ADAM GOLKA – UNITED STATES/POLAND

Pianist Adam Golka has been regularly on the concert stage since the age of 16, when he won first prize at the 2nd China Shanghai International Piano Competition. He has also received the Gilmore Young Artist Award and the Max I. Allen Classical Fellowship Award from the American Pianists Association.

This season began with recitals for Philip Lorenz International Keyboard Concerts and Mesa Arts Center, where Adam presented a program that bridges two long-term repertoire interests: Beethoven Sonatas, which he has explored and performed through his gripping 32@32 series (he paired each sonata with a short film that explored perspectives on the Sonatas, and hosted an amalgam of distinguished guests, from astrophysicists to Alfred Brendel) and Brahms, whose complete piano works he will perform and record over the next few years.

Other highlights of the 2022–2023 season include: Fazil Say’s “Silk Road” Concerto (1994) paired with de Falla’s Nights in the Garden of Spain with the Tallahassee Symphony Orchestra and the Asheville Symphony Orchestra; Tchaikovsky 1 with Daniel Meyer and the Erie Philharmonic; Gershwin’s Rhapsody in Blue in Spain, with the Orquesta Ciudad de Granada; and a duo recital tour with violinist Itamar Zorman with performances at Wigmore Hall and elsewhere.

As a concerto soloist, he has appeared with dozens of orchestras, including the BBC Scottish Symphony, NACO (Ottawa), Warsaw Philharmonic, Shanghai Philharmonic, as well as the San Francisco, Atlanta, Houston, Dallas, Milwaukee, Indianapolis, New Jersey, and San Diego Symphonies.

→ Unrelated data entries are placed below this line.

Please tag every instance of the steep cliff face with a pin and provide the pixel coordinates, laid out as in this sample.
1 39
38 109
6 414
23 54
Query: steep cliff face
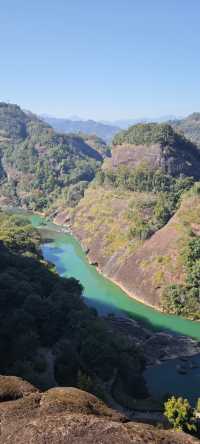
68 415
190 127
157 146
102 222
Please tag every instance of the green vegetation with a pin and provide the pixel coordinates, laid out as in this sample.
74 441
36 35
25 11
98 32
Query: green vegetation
149 133
167 191
190 127
180 414
184 299
48 335
38 166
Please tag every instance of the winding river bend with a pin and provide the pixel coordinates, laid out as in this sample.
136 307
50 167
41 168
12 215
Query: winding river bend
65 252
70 260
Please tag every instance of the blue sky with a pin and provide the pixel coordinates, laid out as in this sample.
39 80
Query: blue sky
104 59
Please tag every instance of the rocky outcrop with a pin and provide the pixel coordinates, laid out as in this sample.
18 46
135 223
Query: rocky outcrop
158 147
142 269
69 415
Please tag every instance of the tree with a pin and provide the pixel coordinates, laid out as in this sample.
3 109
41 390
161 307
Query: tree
180 414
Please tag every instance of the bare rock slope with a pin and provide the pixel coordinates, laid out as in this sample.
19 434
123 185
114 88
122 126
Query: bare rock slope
69 415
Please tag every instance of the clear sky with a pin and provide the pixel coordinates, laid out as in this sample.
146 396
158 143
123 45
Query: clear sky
104 59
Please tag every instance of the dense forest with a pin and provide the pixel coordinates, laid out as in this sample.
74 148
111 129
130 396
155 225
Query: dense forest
48 335
39 167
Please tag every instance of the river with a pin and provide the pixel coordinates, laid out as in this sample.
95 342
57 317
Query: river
65 252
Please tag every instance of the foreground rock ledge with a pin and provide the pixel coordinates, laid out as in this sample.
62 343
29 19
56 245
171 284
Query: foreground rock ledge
68 415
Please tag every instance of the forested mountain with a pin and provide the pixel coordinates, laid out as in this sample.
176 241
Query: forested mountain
102 130
48 334
139 220
39 166
190 127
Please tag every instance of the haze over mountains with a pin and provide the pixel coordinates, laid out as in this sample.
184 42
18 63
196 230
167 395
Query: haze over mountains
104 129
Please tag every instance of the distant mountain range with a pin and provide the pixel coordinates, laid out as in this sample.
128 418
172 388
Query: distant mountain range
106 130
102 130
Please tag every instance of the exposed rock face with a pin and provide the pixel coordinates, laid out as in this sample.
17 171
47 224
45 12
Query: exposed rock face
68 415
171 161
157 146
144 271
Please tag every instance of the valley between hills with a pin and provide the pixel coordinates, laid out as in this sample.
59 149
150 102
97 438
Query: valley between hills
134 205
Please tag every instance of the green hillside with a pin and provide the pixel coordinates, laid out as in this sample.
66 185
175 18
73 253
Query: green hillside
39 166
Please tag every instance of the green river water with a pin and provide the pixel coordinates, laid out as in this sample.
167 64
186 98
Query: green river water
70 260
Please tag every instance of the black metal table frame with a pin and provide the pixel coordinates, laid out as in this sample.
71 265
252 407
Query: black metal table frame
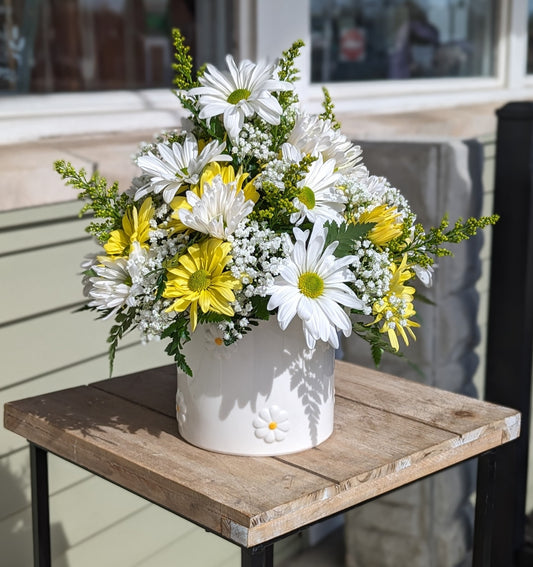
262 555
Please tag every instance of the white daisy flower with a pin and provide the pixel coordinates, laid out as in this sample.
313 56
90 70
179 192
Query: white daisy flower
218 211
179 164
313 135
318 197
243 92
117 282
272 424
312 285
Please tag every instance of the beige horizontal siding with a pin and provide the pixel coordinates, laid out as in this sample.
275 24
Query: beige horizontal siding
46 347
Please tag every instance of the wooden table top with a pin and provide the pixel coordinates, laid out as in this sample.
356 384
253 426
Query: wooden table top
388 432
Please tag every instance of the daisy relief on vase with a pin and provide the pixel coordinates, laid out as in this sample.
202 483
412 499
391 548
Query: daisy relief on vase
255 210
272 424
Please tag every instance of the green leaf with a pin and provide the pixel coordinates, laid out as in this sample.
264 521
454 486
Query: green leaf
345 234
124 321
260 307
178 333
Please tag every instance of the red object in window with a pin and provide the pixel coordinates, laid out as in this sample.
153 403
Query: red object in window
353 45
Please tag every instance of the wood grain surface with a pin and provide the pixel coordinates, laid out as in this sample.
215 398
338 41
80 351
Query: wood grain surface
388 432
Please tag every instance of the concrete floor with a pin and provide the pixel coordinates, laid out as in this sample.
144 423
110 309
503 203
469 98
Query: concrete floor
22 164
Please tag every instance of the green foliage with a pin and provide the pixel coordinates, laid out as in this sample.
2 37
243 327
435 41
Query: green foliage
328 113
345 234
178 333
431 243
260 307
104 202
276 205
183 65
287 69
124 321
378 343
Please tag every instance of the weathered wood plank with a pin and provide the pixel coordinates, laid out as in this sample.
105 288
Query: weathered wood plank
140 449
125 430
446 410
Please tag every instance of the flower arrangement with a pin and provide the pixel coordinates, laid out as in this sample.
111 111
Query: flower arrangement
255 209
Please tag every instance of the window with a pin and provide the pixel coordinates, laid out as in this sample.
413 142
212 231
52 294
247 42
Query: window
361 40
88 45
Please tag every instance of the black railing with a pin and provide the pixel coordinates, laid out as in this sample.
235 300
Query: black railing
510 326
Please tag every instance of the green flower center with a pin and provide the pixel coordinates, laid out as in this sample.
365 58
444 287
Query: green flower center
311 285
307 197
238 95
199 281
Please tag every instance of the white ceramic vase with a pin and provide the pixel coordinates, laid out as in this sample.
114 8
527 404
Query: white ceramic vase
267 394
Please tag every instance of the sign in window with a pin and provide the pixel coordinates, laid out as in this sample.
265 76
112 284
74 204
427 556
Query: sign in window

He has enjoyed collaborations with conductors such as Donald Runnicles, Pinchas Zukerman, Mark Wigglesworth, and Joseph Swensen, and he has made countless concerto appearances with his brother, conductor Tomasz Golka. Adam gave his Carnegie Stern Auditorium debut in 2010 with the New York Youth Symphony and his New York recital debut at Alice Tully Hall, presented by the Musicians Emergency Fund.

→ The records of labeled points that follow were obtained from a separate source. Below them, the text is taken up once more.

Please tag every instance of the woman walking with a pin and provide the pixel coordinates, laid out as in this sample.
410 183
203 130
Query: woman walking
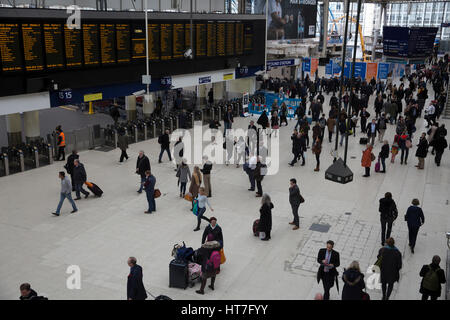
265 218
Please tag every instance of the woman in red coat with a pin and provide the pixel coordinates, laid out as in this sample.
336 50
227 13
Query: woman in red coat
367 158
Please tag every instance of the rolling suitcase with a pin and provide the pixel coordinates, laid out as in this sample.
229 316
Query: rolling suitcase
178 274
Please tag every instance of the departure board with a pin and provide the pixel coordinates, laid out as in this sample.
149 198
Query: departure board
178 45
230 38
138 42
221 39
248 38
200 40
108 43
90 45
73 46
53 43
166 41
154 41
239 38
123 43
32 46
10 54
211 36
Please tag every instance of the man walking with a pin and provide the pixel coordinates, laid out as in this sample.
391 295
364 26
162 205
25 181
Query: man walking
135 285
79 177
294 200
329 261
66 192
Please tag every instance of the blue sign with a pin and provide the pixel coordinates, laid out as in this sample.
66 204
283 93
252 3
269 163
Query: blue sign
202 80
383 70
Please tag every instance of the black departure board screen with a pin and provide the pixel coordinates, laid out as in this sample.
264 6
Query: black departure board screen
200 40
10 54
138 42
239 38
166 41
73 46
53 43
32 46
178 45
221 38
91 45
248 38
211 42
154 46
123 39
108 43
230 38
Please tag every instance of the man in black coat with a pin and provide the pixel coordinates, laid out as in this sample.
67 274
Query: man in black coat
79 177
135 286
329 261
142 165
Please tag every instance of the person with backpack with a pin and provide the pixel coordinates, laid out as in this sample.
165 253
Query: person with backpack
201 202
353 282
388 214
415 219
390 263
432 277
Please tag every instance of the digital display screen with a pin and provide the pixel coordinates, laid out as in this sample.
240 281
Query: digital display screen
153 42
123 43
200 40
32 46
178 41
108 43
230 38
90 45
166 41
73 46
11 56
53 43
221 39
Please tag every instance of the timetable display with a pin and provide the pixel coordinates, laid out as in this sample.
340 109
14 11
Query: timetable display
221 39
211 42
123 39
32 46
73 47
10 53
178 41
166 41
108 43
200 39
53 43
91 45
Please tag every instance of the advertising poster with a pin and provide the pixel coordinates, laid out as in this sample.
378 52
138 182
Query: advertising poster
290 19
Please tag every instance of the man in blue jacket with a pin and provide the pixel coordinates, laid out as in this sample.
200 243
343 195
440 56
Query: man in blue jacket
135 286
415 218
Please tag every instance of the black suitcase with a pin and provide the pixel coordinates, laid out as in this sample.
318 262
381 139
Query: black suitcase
178 274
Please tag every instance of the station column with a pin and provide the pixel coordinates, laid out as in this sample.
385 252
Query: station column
32 126
130 106
14 129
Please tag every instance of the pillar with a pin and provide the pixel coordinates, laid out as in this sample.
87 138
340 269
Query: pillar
32 126
326 6
130 106
14 129
148 104
218 91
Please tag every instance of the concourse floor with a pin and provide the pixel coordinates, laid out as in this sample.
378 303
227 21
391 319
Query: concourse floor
38 248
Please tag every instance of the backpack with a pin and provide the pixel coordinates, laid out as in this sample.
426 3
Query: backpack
431 280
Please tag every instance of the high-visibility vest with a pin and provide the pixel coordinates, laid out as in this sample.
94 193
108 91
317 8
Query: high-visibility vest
63 140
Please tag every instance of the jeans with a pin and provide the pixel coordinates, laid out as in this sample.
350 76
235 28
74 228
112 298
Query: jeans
61 200
79 188
161 153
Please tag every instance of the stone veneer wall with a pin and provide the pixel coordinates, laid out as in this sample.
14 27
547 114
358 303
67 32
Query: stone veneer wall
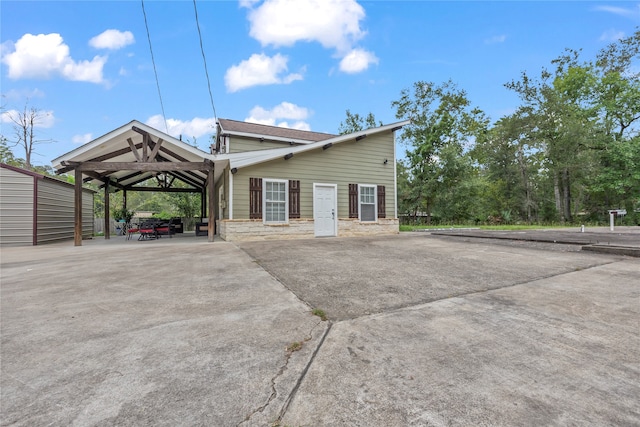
246 229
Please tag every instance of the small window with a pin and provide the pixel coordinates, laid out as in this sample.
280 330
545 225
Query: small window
367 205
275 201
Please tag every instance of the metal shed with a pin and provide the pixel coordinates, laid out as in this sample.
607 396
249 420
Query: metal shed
37 209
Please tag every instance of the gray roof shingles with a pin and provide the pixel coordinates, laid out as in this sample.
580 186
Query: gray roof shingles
272 131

Adam has recorded works by Beethoven, Schumann, and Brahms for First Hand Records, and he has premiered works composed for him by Richard Danielpour, Michael Brown, and Jarosław Gołębiowski.

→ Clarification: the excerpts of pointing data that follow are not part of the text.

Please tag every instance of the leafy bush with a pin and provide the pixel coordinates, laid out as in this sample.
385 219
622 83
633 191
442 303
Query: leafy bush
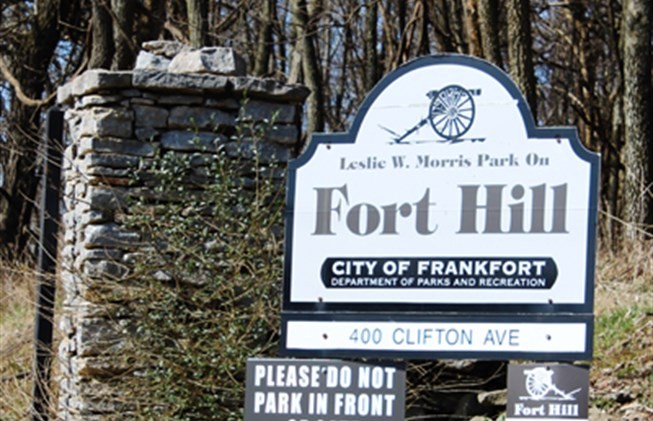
206 288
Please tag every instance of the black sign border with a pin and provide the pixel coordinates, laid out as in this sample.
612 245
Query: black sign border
533 132
587 319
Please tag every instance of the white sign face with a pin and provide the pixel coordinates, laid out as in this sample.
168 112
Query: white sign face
443 196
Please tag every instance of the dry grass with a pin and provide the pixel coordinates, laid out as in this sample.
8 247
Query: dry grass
17 287
622 370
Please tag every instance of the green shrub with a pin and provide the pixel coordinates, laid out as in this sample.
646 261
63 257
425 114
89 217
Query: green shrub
206 288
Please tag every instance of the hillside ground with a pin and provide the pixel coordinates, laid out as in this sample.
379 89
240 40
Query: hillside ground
621 372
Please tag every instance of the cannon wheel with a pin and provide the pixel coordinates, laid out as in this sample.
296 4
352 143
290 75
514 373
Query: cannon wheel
537 385
452 112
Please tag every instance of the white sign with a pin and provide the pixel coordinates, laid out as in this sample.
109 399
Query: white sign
444 196
416 337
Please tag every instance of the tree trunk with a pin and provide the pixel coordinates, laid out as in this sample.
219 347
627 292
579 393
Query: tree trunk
471 26
123 30
310 69
371 56
20 153
197 11
488 16
102 38
423 47
638 190
264 47
520 50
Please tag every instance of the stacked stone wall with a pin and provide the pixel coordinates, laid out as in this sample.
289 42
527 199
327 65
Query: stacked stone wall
117 122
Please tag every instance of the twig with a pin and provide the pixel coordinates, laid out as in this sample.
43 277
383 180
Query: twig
6 73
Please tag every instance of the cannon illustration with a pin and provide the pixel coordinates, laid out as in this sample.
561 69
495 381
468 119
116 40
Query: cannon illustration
451 114
539 382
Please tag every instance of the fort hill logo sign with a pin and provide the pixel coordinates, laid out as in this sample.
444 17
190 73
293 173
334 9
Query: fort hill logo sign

Adam Golka is deeply indebted to his two main teachers, 1985 Cliburn Gold Medalist José Feghali, with whom he studied at Texas Christian University, and Leon Fleisher, with whom he worked as part of the Artist Diploma program at the Peabody Conservatory. Since finishing his formal studies, he has continued to develop his artistry through private mentorship from his favorite artists: Alfred Brendel, Richard Goode, Murray Perahia, Ferenc Rados, and András Schiff, who invited him to give recitals at the Klavier-Festival Ruhr and Tonhalle Zürich for the “Sir András Schiff Selects” concert series.